OpenAI Releases Whisper: A New Open-Source Machine Learning Model For Multi-Lingual Automatic Speech Recognition

Using only an off-the-shelf transformer trained on 680,000 hours of weakly-supervised, multi-lingual audio data, OpenAI’s Whisper can approach human-level robustness and accuracy in ASR, all without the need for fine-tuning. Best of all, the model is open-source, with various weight sizes available to the public.

The model

Source: https://cdn.openai.com/papers/whisper.pdf

As mentioned previously, the model is a standard encoder-decoder transformer. Audio files from various speech recognition tasks are first converted to log-mel spectrograms, which are audio representations in the time-frequency-amplitude domain, with frequencies represented in Mels, a logarithmic scale meant to mimic how pitch perception works in humans. Dimensionality reduction is then performed on the spectrograms using 1-dimensional convolution with GELU.

GELU (What?)

Inputs are always normalized to 0 mean and unit variance so that different features are scaled evenly, making the loss landscape more uniform. While ReLU’s dropout is applied ∀x<0, GELU performs dropout stochastically, increasing the likelihood of input being dropped as x decreases.

After performing positional encoding, the input is fed to the transformer encoder stack, and the resulting representation is used to condition the autoregressive decoder. Unique tokens are used at the start of the decoding process to indicate the start-end of a task, task type, whether speech is present in the input or not, timestamp information, and more.

As greedy decoding is used to sample outputs, the authors use several heuristics to prevent repetition looping, like starting from temperature 0 and gradually increasing it if the entropy of the generated tokens is too low (someone should tell them about typical sampling).

The data

Since human-validated, supervised speech recognition and translation data is scarce, the authors decided to scavenge for any ASR data they could find, focusing on data pre-processing techniques.

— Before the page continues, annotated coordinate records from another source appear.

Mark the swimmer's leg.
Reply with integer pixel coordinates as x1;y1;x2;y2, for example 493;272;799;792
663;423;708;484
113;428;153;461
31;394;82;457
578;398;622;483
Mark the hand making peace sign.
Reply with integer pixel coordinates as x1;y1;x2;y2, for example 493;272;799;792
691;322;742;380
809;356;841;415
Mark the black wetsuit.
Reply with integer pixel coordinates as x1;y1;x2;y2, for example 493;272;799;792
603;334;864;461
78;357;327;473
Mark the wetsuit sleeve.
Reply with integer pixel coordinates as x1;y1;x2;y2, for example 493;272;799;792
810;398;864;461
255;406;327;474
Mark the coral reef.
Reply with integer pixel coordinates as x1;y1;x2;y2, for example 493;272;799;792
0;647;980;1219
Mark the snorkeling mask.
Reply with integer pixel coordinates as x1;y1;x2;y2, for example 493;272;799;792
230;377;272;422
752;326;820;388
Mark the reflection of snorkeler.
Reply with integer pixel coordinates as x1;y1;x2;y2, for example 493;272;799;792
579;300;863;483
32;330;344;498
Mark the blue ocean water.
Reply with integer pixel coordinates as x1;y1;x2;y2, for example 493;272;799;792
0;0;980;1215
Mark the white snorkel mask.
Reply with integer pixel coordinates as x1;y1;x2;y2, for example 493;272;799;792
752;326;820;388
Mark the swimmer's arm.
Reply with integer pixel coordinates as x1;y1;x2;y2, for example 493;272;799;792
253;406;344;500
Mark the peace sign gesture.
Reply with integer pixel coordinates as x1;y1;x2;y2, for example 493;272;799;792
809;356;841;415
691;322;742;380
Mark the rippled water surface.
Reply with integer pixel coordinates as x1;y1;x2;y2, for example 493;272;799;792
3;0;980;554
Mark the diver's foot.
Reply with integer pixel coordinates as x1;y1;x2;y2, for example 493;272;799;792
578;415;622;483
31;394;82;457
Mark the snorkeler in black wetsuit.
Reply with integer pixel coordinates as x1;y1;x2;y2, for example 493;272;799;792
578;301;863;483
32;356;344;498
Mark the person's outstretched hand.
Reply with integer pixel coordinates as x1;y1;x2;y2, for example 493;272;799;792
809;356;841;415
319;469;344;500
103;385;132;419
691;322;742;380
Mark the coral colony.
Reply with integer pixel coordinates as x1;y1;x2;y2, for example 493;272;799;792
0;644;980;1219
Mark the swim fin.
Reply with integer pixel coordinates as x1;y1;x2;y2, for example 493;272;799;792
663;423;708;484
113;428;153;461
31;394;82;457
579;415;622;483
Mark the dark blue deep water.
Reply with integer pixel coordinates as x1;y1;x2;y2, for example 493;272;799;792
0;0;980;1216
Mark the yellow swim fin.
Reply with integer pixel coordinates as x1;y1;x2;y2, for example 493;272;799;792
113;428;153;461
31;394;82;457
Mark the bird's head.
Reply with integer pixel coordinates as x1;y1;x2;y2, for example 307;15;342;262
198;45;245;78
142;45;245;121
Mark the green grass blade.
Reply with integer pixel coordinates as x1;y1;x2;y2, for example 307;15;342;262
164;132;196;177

These included heuristics to identify and remove machine-generated translations, such as the lack of punctuation or usage of all-caps. Researchers also used a language detector to ensure a match between transcript and audio language. They trained an initial model on the data to indentify and manually inspect data points with a high error rate to exclude potential outliers. The data totaled 680.000 hours, two orders larger than previous supervised ASR datasets. This dataset was not made public despite releasing the model weights and code.

Evaluation

The authors take issue with the word-error rate (WER) metric, which penalizes any difference between model output and ground truth. Some of these differences may only be stylistic: what we care about is semantic errors. The authors developed several dictionaries to standardize word choice and thus decrease WER.

Source: https://cdn.openai.com/papers/whisper.pdf

Another metric used to evaluate the model is effective robustness. Robustness measures how well the model generalizes to out-of-distribution datasets: effective robustness is robustness relative to another model. When Whisper is compared to wav2vec, we find Whisper has higher effective robustness, making 55% fewer errors on average than wav2vec.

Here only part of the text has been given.